4. This latter definition survives today in FIRREA. See 12 U.S.C. § 1813(l).

5. Under present law (FIRREA), premiums are computed semiannually from an assessment base "equal to the depository institution's liability for deposits," 12 U.S.C. § 1817(b)(4)(A), using "the definition of the term 'deposit' in and pursuant to [§ 1813(l)]." 12 U.S.C. § 1817(a)(4). The prior FSLIC statute similarly based premiums upon insured members' accounts. See 12 U.S.C. § 1727(b)(1) (1986).

6. We think our Conclusion that deposit insurance does not cover losses attributable to a solvent bank's mistaken payout of deposited funds is consistent with cases holding that deposit insurance may never be recovered if the bank is solvent because deposit insurance is intended to cover only losses caused by insolvency. See, e.g., Ehrlich v. FDIC, 357 F. Supp. 196, 197-98 (N.D. Ill. 1973).

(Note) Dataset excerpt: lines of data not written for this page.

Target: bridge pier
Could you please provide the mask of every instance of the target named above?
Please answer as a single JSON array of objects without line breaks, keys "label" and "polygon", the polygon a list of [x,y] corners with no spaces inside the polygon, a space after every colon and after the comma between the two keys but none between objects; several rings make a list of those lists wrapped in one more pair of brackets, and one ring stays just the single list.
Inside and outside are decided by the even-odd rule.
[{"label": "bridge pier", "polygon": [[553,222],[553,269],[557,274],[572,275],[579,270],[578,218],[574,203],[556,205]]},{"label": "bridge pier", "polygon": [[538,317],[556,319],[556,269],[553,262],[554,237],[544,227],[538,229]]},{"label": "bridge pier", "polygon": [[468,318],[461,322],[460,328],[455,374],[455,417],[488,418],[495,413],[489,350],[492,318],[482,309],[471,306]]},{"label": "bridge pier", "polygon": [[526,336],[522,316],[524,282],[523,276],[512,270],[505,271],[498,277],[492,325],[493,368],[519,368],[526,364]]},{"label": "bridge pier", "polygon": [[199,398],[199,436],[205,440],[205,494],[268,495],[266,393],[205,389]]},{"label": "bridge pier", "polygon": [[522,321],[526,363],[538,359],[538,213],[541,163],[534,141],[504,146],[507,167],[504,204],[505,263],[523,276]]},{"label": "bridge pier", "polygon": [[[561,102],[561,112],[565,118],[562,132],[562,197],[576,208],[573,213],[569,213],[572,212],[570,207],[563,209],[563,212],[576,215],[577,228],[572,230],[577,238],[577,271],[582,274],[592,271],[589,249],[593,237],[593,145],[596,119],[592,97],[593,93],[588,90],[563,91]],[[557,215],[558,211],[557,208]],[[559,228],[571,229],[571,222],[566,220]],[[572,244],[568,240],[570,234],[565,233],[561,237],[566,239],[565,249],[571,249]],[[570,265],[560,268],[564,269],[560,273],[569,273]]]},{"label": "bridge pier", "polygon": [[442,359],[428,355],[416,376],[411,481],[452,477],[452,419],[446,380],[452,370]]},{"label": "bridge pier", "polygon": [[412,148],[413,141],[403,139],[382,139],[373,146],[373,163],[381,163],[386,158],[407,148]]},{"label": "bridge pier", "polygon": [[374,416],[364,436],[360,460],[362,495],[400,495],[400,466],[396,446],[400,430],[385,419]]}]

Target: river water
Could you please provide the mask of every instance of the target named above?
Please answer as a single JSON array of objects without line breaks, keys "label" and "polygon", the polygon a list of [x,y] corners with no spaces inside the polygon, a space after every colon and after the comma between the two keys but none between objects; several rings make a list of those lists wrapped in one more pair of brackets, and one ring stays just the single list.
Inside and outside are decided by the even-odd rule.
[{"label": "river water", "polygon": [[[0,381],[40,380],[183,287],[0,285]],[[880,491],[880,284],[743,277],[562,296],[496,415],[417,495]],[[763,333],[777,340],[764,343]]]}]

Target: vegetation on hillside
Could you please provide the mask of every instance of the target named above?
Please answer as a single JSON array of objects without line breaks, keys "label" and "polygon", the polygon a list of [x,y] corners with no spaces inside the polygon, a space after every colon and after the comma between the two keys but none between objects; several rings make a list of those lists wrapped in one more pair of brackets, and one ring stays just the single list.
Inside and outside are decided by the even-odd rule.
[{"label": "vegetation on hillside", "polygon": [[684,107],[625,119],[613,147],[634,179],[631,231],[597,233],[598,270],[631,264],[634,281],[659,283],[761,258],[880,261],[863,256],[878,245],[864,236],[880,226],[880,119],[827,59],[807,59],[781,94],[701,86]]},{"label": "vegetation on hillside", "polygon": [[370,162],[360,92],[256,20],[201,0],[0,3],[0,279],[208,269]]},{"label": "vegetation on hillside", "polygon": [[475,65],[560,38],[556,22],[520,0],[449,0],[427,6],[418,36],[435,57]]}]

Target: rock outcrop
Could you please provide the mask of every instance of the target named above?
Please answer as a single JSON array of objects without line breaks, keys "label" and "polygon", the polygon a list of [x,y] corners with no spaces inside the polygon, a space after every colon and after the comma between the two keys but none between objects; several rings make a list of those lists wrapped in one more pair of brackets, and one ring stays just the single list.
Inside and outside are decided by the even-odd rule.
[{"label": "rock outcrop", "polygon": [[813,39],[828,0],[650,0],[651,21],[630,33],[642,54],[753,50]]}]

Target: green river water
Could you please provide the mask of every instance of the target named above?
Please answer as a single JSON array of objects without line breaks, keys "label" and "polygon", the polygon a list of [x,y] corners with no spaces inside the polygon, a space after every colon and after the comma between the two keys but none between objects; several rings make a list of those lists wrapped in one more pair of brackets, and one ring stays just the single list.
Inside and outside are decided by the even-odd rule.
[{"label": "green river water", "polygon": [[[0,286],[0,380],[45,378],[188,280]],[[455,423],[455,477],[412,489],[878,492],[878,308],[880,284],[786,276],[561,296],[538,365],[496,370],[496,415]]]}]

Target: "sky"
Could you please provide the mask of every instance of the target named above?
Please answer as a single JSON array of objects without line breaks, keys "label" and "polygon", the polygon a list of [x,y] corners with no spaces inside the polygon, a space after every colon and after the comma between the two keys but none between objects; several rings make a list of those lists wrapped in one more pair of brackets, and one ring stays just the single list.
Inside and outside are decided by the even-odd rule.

7. As FDIC notes, another FSLIC regulation provided that the bank's account records are "conclusive as to the existence of any relationship [such as trustee or custodian] pursuant to which . . . a claim for insurance coverage is founded." 12 C.F.R. § 564.2(b) (1988). Appellants correctly respond that this regulation does not apply because there is no relationship issue in this case. But we find this specific regulation further reason not to place great weight on the or otherwise phase in the general introductory regulation, § 564.1(a).